Arch Robinson has written a proposal for llvm.mem.vectorize.safelen metadata. This allows the user to bless a loop as having no memory dependences that prevent vectorization.
Daniel Berlin has written a very brief summary of LLVM's TypeBasedAliasAnalysis in response to a question, that others may find enlightening.
Hans Wennborg shares his results from profiling the run-time sizes of SmallVector and similar classes.
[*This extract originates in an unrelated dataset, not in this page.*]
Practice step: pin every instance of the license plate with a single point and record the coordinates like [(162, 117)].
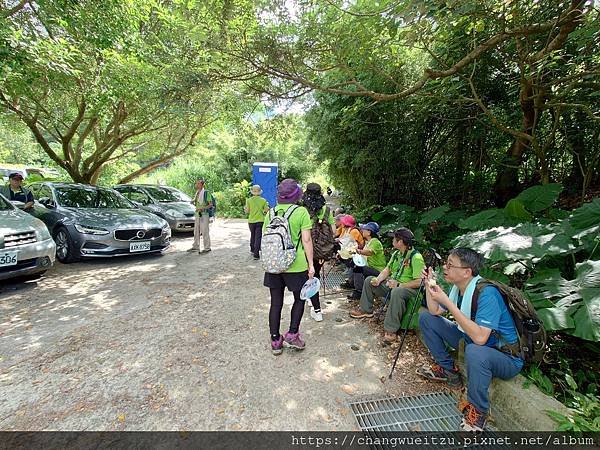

The intention is to see if there are cases where they are misused (i.e. a heap allocation always results so there is no benefit from being initially allocated on the stack).
There has been some discussion about an extended Clang API. The initial discussion frames this as an 'ABI support library'. An extended Clang API could be used for automatically generating bindings to C or even C++ code (which right now Julia is using private interfaces to do).
Renato Golin has started a discussion about a target specific parsing API. The bug report describes the problem more fully, which is duplication of code which performs the same parsing task (e.g.
-mfpu
on command line and the.fpu
assembly directive).
LLVM commits
FastISel for AArch64 will now make use of the zero register when possible and supports more addressing modes. r215591, r215597.
MIPS gained support for the .end, .end, .frame, .mask, and .fmask assembler directives. r215359.
ARM gained the MRS/MSR system instructions. r215700.
Clang commits
Documentation has been added describing how the Language options in .clang-format files works. r215443.
Prefetch intrinsics were added for ARM and AArch64. r215568, r215569.
The logic for the
-include
command line parameter is now properly implemented. r215433.